The solution must be administered with caution to diabetics, patients with peripheral or pulmonary oedema, hypertension, pre-eclampsia.
The pathophysiological response to dehydration, to electrolyte loss and to glucose sodium chloride infusion will vary with the age of the patient being treated and this should be taken into account during rehydration therapy. Fluid replacement therapy should be administered with caution to very young and elderly patients.

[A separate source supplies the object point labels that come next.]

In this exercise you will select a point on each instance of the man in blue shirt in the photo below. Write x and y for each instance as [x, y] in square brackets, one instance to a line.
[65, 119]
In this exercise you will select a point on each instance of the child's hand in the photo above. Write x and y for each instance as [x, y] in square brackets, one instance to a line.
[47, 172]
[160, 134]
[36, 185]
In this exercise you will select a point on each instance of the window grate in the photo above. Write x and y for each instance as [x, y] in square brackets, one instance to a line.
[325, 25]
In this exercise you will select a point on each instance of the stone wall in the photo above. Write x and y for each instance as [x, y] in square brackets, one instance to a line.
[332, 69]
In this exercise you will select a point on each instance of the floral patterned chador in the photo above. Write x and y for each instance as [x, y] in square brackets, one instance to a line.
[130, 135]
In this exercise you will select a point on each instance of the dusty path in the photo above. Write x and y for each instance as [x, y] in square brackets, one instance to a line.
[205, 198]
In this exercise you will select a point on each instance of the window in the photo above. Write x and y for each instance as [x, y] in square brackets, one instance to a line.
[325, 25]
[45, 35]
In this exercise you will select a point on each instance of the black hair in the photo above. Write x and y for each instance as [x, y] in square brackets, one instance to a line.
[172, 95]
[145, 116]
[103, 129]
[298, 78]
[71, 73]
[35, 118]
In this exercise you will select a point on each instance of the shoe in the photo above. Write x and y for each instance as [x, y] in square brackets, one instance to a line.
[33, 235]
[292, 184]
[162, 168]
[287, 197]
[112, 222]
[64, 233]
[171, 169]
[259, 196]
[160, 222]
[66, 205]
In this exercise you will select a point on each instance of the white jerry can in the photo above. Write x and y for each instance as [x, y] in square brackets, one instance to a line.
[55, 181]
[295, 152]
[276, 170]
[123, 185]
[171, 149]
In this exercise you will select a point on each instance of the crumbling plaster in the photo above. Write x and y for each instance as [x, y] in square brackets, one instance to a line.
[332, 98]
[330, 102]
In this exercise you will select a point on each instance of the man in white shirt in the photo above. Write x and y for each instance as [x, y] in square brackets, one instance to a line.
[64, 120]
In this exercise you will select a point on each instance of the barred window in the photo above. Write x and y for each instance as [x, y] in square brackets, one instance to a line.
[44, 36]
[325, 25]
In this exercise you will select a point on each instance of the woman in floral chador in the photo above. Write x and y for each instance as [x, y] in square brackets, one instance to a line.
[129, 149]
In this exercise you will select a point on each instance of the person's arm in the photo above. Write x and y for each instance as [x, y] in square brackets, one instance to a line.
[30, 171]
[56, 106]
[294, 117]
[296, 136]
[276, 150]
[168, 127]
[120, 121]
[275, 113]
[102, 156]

Prior to and during infusion, serum and/or urinary electrolytes and glucose should be monitored to assess the nature and severity of fluid depletion and electrolyte imbalance. Close monitoring of patients with diabetes mellitus, and in patients with renal failure, is necessary during glucose infusion.
Paediatric Population
Intravenous fluid therapy should be closely monitored in the paediatric population as they may have impaired ability to regulate fluids and electrolytes. Adequate urine flow must be ensured and careful monitoring of fluid balance, plasma and urinary electrolyte concentrations are essential.
The infusion of hypotonic fluids together with the non-osmotic secretion of ADH (in pain, anxiety, the post-operative state, nausea, vomiting, pyrexia, sepsis, reduced circulating volume, respiratory disorders, CNS infections, and metabolic and endocrine disorders) may result in hyponatraemia. Hyponatraemia can lead to headache, nausea, seizures, lethargy, coma, cerebral oedema and death, therefore acute symptomatic hyponatraemic encephalopathy is considered a medical emergency.
Glucose infusions are incompatible with blood for transfusion as haemolysis or clumping can occur; do not administer through the same infusion equipment as blood or blood components for transfusion (either before, during or after their administration).
Do not use unless solution is clear and the container undamaged. Thorough and careful aseptic mixing of any additives is mandatory (see section 6.6, Special precautions for disposal and other handling).